A partire dalla fine di novembre, nonostante la neve e il freddo, il Soccorso alpino di Bardonecchia ha registrato il passaggio di migliaia di migranti dal valico del Colle della Scala. «Abbiamo ricevuto molte chiamate, soprattutto di notte, e abbiamo trovato persone smarrite nei sentieri, alcune senza scarpe, tutte intirizzite e mal equipaggiate – ha spiegato Alberto Rabino, vicecapostazione del Soccorso alpino di Bardonecchia –. Gli portiamo coperte termiche, indumenti caldi, ma una volta che si sono ripresi chiedono di continuare il percorso pur sapendo che dall’altra parte li aspetta la Gendarmeria francese».

«Non si rendono conto che la montagna può essere più insidiosa del deserto e molti di loro non hanno mai visto la neve – continua il dott. Turbiglio –. Arrivano con scarpe da ginnastica e maglioncini. Fortunatamente l’Associazione di cui faccio parte ha trovato un accordo per gestire la saletta della stazione messa a disposizione dalla Ferrovie, dove i migranti possono trovare un luogo di ristoro. Qui vengono accolti e sfamati. Nello stesso tempo si cerca di scoraggiarli dal tentare l’attraversata, anche con video sugli smartphone in cui evidenziamo tutti i pericoli. Se uno guarda una cartina sembra che la distanza tra l’Italia e la Francia sia molto piccola, mentre in realtà in questa stagione partire potrebbe significare non arrivare mai. Alcuni hanno cambiato idea, ma altri sono determinati. In questo caso cerchiamo almeno di fornire loro un equipaggiamento adeguato: uno zainetto con cibo ed acqua, maglioni, giacche a vento e scarponi che tanti volontari per fortuna ci forniscono».

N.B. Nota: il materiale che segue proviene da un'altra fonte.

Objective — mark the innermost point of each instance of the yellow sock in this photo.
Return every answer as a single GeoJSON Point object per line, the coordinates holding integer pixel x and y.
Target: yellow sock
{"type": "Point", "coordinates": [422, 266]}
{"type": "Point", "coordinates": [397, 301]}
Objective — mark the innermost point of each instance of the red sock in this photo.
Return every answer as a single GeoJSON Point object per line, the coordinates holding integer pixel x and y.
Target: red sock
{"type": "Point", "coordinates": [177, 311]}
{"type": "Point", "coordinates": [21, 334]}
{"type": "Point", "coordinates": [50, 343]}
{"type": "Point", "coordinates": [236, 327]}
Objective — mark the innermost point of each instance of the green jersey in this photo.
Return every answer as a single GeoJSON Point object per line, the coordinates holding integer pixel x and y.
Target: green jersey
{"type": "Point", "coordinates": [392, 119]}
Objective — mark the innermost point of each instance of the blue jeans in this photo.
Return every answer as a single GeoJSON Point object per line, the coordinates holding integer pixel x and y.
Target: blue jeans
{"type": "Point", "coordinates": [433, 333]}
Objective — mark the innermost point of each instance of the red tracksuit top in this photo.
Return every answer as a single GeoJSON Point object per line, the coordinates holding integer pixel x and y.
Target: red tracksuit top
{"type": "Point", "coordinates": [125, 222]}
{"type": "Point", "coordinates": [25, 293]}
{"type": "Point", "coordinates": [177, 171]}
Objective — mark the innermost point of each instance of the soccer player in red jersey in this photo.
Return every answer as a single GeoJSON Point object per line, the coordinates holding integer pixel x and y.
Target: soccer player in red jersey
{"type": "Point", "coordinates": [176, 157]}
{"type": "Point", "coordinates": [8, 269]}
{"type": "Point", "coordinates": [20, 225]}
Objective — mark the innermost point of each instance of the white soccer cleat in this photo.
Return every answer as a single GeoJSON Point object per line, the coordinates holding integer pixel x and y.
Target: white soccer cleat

«Nelle settimane passate – spiega ancora il medico monregalese – i migranti che hanno provato l’attraversata erano molti, decine ogni notte. Ora la situazione è più tranquilla e credo che ciò sia dovuto al passa parola tra di loro: ora sanno non solo che è difficile raggiungere la Francia, ma anche che i gendarmi sanno dove attenderli per riportali a Bardonecchia. E spesso tornano stremati, fradici, quasi in ipotermia. In questo caso diamo loro una minestra calda, vestiti asciutti, un letto e, nei casi più gravi, le prime cure mediche».

La convinzione di tutti, però, è che il fenomeno non si fermerà tanto presto. Da questa convinzione, e cioè che i migranti non si arrenderanno di fronte all’inverno, è nata l’idea di preparare cartelli d’avviso lungo i sentieri e le strade che portano verso il confine francese. Scritti in 4 lingue: inglese, francese, arabo e lingua Afar. Più i disegni, di modo che sia comprensibile anche dagli analfabeti. «È un deterrente – conclude il dott. Turbiglio –, ma anche un messaggio di allarme e di pericolo. Devono capire che il rischio è davvero alto. Ma spesso questi ragazzi sono davvero pronti a tutto pur di realizzare il loro sogno, anche attraversare le Alpi in jeans, maglietta e scarpe da tennis».